Младшего лейтенанта Старкова убрали из разведки. После больших хлопот его перевели вместе с майором К. и Лёлькой в одно из танковых подразделений корпуса. Опасная троица готовилась к отъезду. Традиционное прощание с личным составом отменили. Я искренне сочувствовал танкистам, которыми будет командовать майор. Солдаты издали поглядывали на ленивую церемонию погрузки. У отбывающих были одинаково брезгливые выражения лиц… А когда «джип» вздрогнул и покатил по лесной дороге, те, кто смотрели им вслед, отметили событие вздохом облегчения… И как гора с плеч.
Как его звали
Много позднее, уже на территории Германии, случилось с майором К. нечто такое нелепое и, я бы сказал, неотвратимое, что даже специалисты по нелепостям и те бы рты пораскрывали.
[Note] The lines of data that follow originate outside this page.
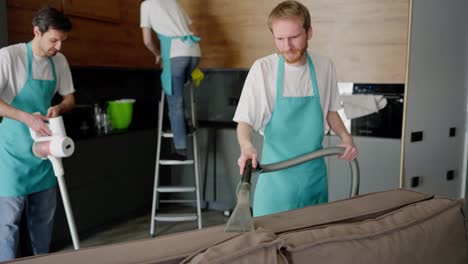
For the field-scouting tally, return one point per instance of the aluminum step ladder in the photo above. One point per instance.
(157, 190)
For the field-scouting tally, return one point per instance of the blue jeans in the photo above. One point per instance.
(40, 210)
(181, 68)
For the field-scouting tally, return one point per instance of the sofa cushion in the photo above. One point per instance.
(431, 231)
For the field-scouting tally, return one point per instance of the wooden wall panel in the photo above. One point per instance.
(367, 39)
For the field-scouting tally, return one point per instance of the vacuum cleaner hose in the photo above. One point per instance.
(354, 190)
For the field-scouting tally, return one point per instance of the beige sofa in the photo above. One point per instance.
(396, 226)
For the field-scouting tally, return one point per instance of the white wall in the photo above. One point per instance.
(3, 24)
(436, 95)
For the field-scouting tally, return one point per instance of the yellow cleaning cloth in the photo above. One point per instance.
(197, 76)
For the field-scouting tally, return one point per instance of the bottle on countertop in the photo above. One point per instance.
(98, 118)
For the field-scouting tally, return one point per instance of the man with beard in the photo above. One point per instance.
(287, 96)
(30, 74)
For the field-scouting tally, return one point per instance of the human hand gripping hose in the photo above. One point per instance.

Так вот, во время танкового прорыва (теперь уж нашего) в глубоком тылу у противника командиру корпуса доложили, что к деревушке, где остановилась оперативная группа его штаба, продвигается хорошо вооруженная немецкая пехотная рота. Движется свободно, без опаски, в пешем строю, двумя колоннами. И, скорее всего, враг не подозревает, что прямо перед ним находятся такие танковые силы.
Здесь следует кое-что пояснить. С момента ухода майора К. из нашего батальона мы не встречались ни разу — ну, так получилось. А тут встретились. Его танки и он сам оказались в резерве командира корпуса. Наш батальон вместе с саперами тоже находился при генерале. Встретились мы неожиданно, и оба вели себя, пожалуй, глупо: он задал небрежный снисходительный тон, а я сразу принял его и вторил. Перебрасывались малозначительными репликами, но не расходились — словно прилипли друг к другу. Он, чуть иронизируя, пытался поподробнее расспросить про батальон, его командира, про награды, звания. А я отвечал так, чтобы разжечь его зависть (тут было чем похвастаться), — еще и привирал немного для правдоподобия. Понемногу становилось ясно, что в новом батальоне ему не так уж сладко, с комбригом у него нелады и разведбат остается его занозой и болью. Майор вроде бы поздравил меня с наградами и званием, я тоже поздравил его, но звание-то у него оставалось прежним.